# Roy Keane



## genocidalduck (May 19, 2005)

Just saw on the news Roy Keane has left Man Utd.........When did this happen?


----------



## NaughTTy (Jul 9, 2003)

genocidalduck said:


> Just saw on the news Roy Keane has left Man Utd.........When did this happen?


He announced it this morning apparently - with immediate effect.


----------



## YELLOW_TT (Feb 25, 2004)

genocidalduck said:


> Just saw on the news Roy Keane has left Man Utd.........When did this happen?


just today i think it was on the ukmkivs forum earlier


----------



## Major Audi Parts Guru (May 7, 2002)

genocidalduck said:


> Just saw on the news Roy Keane has left Man Utd.........When did this happen?


Within the last couple of hours :?

Personally I think the guy is a prick, he might be good with the ball but his attitude sucks


----------



## genocidalduck (May 19, 2005)

Major Audi Parts Guru said:


> genocidalduck said:
> 
> 
> > Just saw on the news Roy Keane has left Man Utd.........When did this happen?
> ...


I thought it was his off the ball skills that he was famous for


----------



## fire_storm (Jun 10, 2003)

wonder if we will see him at the old firm game tomorrow?!


----------



## TTotal (Aug 12, 2002)

and the git gets a testimonial ( just on the news !) :evil:


----------



## L8_0RGY (Sep 12, 2003)

TTotal said:


> and the git gets a testimonial ( just on the news !) :evil:


I heard it will be a Â£5m testomonial. :!:  :!:


----------



## genocidalduck (May 19, 2005)

L8_0RGY said:


> TTotal said:
> 
> 
> > and the git gets a testimonial ( just on the news !) :evil:
> ...


With the players wages as they are these days. You cant say he doesnt deserve it. He has been at united for about 12 years. Been a great player for the club.


----------



## GW1970 (Jul 4, 2005)

As a Man Utd fan (and a prawn sandwich eater :wink: look at my location) I think it was time for him to go, past his best anyways. Was a great player for the reds and he will be missed. He did it his way..


----------



## genocidalduck (May 19, 2005)

No point paying his wages when he is always injured these days. Should have retired a few years ago. Like Cantona while he is still on top. Always find it sad to see once great players that still cling on to past glory and see them going from club to club in there last years in the game


----------



## L8_0RGY (Sep 12, 2003)

genocidalduck said:


> No point paying his wages when he is always injured these days. Should have retired a few years ago. Like Cantona while he is still on top. Always find it sad to see once great players that still cling on to past glory and see them going from club to club in there last years in the game


Well said... and there are rumours of Celtic signing him already!!


----------



## sssgucci (Nov 20, 2004)

The thing is when they switch from club to club they are probably playing because they love the game not purely for the money.
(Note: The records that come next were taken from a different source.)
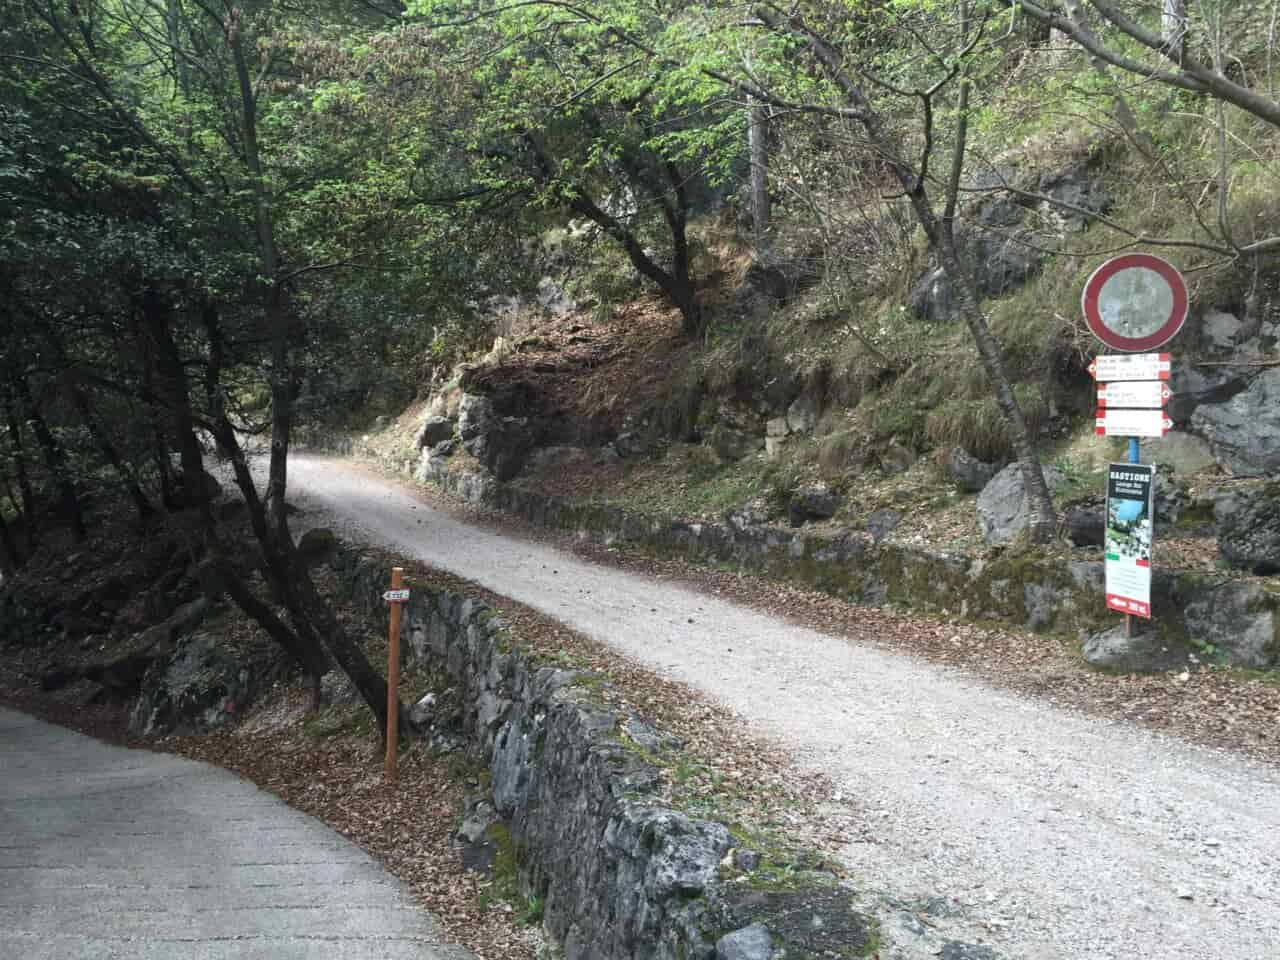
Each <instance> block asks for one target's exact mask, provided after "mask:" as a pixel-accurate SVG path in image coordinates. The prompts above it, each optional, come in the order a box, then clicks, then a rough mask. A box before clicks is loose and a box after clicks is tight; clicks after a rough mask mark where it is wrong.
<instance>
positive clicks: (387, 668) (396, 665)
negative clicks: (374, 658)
mask: <svg viewBox="0 0 1280 960" xmlns="http://www.w3.org/2000/svg"><path fill="white" fill-rule="evenodd" d="M403 576H404V568H403V567H392V590H399V589H401V586H402V582H403ZM390 604H392V611H390V613H392V617H390V621H392V623H390V631H389V634H388V637H387V640H388V644H387V762H385V764H384V767H383V774H384V777H385V780H387V782H388V783H394V782H396V762H397V759H398V746H399V730H398V727H399V690H398V687H399V620H401V607H402V605H403V600H399V599H394V600H392V602H390Z"/></svg>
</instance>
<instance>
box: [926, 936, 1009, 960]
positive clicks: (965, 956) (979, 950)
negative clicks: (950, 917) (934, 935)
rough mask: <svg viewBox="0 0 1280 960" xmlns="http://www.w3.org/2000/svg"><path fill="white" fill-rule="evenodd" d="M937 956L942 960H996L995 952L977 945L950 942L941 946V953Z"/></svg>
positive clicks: (952, 941) (995, 955)
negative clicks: (939, 957) (940, 957)
mask: <svg viewBox="0 0 1280 960" xmlns="http://www.w3.org/2000/svg"><path fill="white" fill-rule="evenodd" d="M938 956H941V957H942V960H996V951H995V950H992V948H991V947H983V946H978V945H977V943H961V942H960V941H957V940H952V941H948V942H946V943H943V945H942V952H941V954H940V955H938Z"/></svg>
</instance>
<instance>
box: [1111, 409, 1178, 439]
mask: <svg viewBox="0 0 1280 960" xmlns="http://www.w3.org/2000/svg"><path fill="white" fill-rule="evenodd" d="M1172 429H1174V421H1172V420H1170V419H1169V417H1167V416H1165V411H1162V410H1100V411H1098V412H1097V417H1096V430H1094V431H1096V433H1097V435H1098V436H1164V435H1165V434H1167V433H1169V431H1170V430H1172Z"/></svg>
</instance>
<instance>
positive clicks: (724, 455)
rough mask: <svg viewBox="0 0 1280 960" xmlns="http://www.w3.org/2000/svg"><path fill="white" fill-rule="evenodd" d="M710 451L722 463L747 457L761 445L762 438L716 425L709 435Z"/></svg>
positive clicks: (735, 429)
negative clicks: (711, 444)
mask: <svg viewBox="0 0 1280 960" xmlns="http://www.w3.org/2000/svg"><path fill="white" fill-rule="evenodd" d="M710 444H712V449H714V451H716V456H718V457H719V458H721V460H724V461H736V460H742V458H744V457H749V456H751V454H753V453H755V452H756V451H758V449H760V447H762V445H763V442H762V438H760V436H756V435H755V434H751V433H748V431H746V430H739V429H737V428H733V426H724V425H723V424H721V425H717V426H716V428H714V429H713V430H712V435H710Z"/></svg>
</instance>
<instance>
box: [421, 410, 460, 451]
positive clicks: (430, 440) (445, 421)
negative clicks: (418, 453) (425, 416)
mask: <svg viewBox="0 0 1280 960" xmlns="http://www.w3.org/2000/svg"><path fill="white" fill-rule="evenodd" d="M453 429H454V422H453V421H452V420H449V419H448V417H428V419H426V421H425V422H424V424H422V426H421V429H420V430H419V431H417V436H416V438H415V440H413V445H415V447H416V448H417V449H422V448H425V447H435V445H436V444H440V443H444V442H447V440H452V439H453Z"/></svg>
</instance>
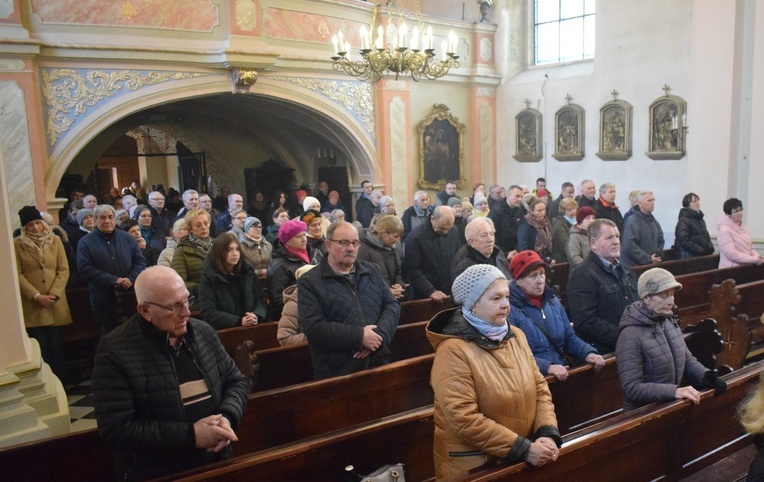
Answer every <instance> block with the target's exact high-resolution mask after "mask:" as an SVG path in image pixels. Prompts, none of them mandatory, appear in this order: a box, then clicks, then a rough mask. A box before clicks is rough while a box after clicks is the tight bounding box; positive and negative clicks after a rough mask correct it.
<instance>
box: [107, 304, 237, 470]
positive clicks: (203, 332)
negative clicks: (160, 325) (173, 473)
mask: <svg viewBox="0 0 764 482" xmlns="http://www.w3.org/2000/svg"><path fill="white" fill-rule="evenodd" d="M187 329H188V331H187V333H186V335H184V343H186V344H187V346H188V348H189V350H190V351H191V353H192V354H193V357H194V362H195V363H196V365H197V366H198V367H199V370H200V371H201V372H202V374H203V375H204V379H205V381H206V382H207V387H208V388H209V391H210V394H211V396H212V400H213V402H214V405H215V407H216V413H221V414H223V415H224V416H226V417H227V418H228V420H229V421H230V422H231V426H232V427H233V428H234V430H235V428H236V425H237V424H238V423H239V421H240V420H241V418H242V416H243V414H244V408H245V407H246V405H247V396H248V393H247V383H246V380H245V379H244V376H243V375H242V374H241V372H240V371H239V369H238V368H236V365H235V364H234V361H233V360H232V359H231V358H230V357H229V356H228V354H226V352H225V349H224V348H223V345H222V344H221V343H220V340H219V339H218V337H217V335H216V334H215V330H213V329H212V328H211V327H210V326H209V325H207V324H206V323H204V322H203V321H200V320H195V319H189V320H188V325H187ZM167 338H168V335H167V333H165V332H162V331H159V330H158V329H156V328H155V327H154V325H152V324H151V323H149V322H148V321H146V320H145V319H144V318H143V317H141V316H140V315H138V314H136V315H134V316H133V317H132V318H131V319H130V320H128V321H127V322H125V323H123V324H122V325H121V326H119V327H117V328H116V329H114V330H113V331H112V332H111V333H110V334H109V335H107V336H106V337H104V338H102V339H101V342H100V343H99V344H98V351H97V353H96V357H95V362H94V365H93V397H94V404H95V415H96V418H97V420H98V430H99V432H100V434H101V439H102V440H103V443H104V444H105V445H106V446H107V447H108V448H110V449H111V450H114V451H115V452H116V467H117V474H118V477H119V479H120V480H145V479H151V478H155V477H158V476H160V475H167V474H172V473H175V472H178V471H181V470H186V469H189V468H193V467H197V466H199V465H204V464H206V463H210V462H214V461H216V460H222V459H225V458H230V457H231V447H230V446H229V447H226V448H225V449H223V450H222V451H221V452H220V453H219V454H212V453H208V452H206V451H204V450H198V449H196V448H195V447H194V444H195V441H194V433H193V425H192V424H190V423H188V422H187V421H186V414H185V411H184V409H183V403H182V401H181V398H180V391H179V389H178V378H177V375H176V372H175V365H174V362H173V357H174V355H172V354H171V352H170V351H169V347H168V339H167ZM210 415H212V414H210Z"/></svg>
Also they are after Ballack and veira behind closed doors. Veira isn't happy where he is.


----------



## 2modified (Oct 21, 2005)

GW1970 said:


> As a Man Utd fan (and a prawn sandwich eater :wink: look at my location) I think it was time for him to go, past his best anyways. Was a great player for the reds and he will be missed. He did it his way..


Loads of Man U and Chelski fans around here though!

My team, Portsmouth were the first to make an enquiry though, he would be a legend at Fratton Park!


----------



## kmpowell (May 6, 2002)

I don't really care to be honest, but the bas*ard has lost me 200% profit this morning on sportdaq! C*nt!


----------



## Sim (Mar 7, 2003)

kmpowell said:


> I don't really care to be honest, but the bas*ard has lost me 200% profit this morning on sportdaq! C*nt!


Glad to hear it  :wink:


----------



## kmpowell (May 6, 2002)

Sim said:


> kmpowell said:
> 
> 
> > I don't really care to be honest, but the bas*ard has lost me 200% profit this morning on sportdaq! C*nt!
> ...


 ah but im currently raking most of that back with another purchase! :wink:


----------



## Sim (Mar 7, 2003)

kmpowell said:


> Sim said:
> 
> 
> > kmpowell said:
> ...


I noticed


----------



## kmpowell (May 6, 2002)

Sim said:


> kmpowell said:
> 
> 
> > Sim said:
> ...


:roll: 8)


----------